According to the memorandum, lectures and reports tentatively scheduled include the right and wrong teaching of the Holocaust, the Holocaust as a watershed event in religion and education, textbooks and teaching in Israel, West Germany and North America, the lessons of the Holocaust for professions, a series of eyewitness reports from persons who opened the Nazi death camps, and the commitment of the West German Republic to the teaching of the Holocaust.

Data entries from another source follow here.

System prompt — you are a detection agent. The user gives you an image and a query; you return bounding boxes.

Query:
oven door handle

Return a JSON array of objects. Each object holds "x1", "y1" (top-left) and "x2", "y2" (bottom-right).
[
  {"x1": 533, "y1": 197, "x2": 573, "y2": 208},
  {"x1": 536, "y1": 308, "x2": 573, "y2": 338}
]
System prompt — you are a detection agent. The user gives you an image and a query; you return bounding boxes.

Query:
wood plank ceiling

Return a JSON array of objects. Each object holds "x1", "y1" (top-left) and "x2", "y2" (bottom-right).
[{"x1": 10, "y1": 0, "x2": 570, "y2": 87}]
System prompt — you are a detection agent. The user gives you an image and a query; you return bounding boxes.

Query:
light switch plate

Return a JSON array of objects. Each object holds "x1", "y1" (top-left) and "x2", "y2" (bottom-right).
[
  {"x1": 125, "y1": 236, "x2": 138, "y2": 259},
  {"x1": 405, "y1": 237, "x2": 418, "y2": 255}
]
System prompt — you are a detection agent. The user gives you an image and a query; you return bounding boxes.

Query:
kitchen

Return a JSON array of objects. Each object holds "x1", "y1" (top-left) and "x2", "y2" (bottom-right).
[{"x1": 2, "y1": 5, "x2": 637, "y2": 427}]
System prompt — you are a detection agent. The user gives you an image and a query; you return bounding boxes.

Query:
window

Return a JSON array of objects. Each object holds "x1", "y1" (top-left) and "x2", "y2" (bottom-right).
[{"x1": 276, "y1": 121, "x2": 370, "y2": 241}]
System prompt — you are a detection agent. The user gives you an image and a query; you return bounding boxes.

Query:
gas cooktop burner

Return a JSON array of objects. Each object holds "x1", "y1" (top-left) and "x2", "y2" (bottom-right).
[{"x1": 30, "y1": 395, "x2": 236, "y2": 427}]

THEOLOGICAL SYMPOSIUM SCHEDULED OCT.16-17

The conference will he preceded on Oct. 16 and 17 by an International Theological Symposium on the Holocaust, also at the Holiday Inn, on the theme of “What Shall the Church Teach Now?” Topics on the first day will include lessons of the Holocaust for Christians and what Christians should think of a continuing Jewish people. Topics on the second day will examine whether God is active in history, and the Holocaust and exegesis of the apostolic writings and the New Testament.

Littell also reported that throughout the international conference there would be exhibits and some special programs “illustrating other resources for teaching besides textbooks and other means of teaching besides the classrooms.” He said of special importance will be a major art exhibit in three parts–artists’ portrayal of the Holocaust; the art of the camp inmates, and Nazi misuse of art forms for propaganda.

Commenting that “a generation had to pass before anyone could begin to handle the traumatic event of the Holocaust–and the spiritually dangerous materials thereof,” Littell declared that the Holocause, “at first perceived as a misadventure of the Jews” is now widely seen as “a crisis of Christendom.” He stressed that the genocide of the Jews “was perpetrated by Christians who were not even excommunicated for it.” He also rejected the initial idea that the Holocaust was “the result of an anti intellectual return to tribalism and paganism.” The death camps, he said, “were built by Ph.D.s.”

Littell reported plans are being made for an International Conference on the Lessons of the Holocaust, under auspices of the International Conference of Christians and Jews. Also planned is an International Scholars Symposium on the 40th anniversary of Kristallnacht, scheduled at the University of Washington in Seattle Nov.7-11, with floor participation limited to 250 scholars from all parts of the world.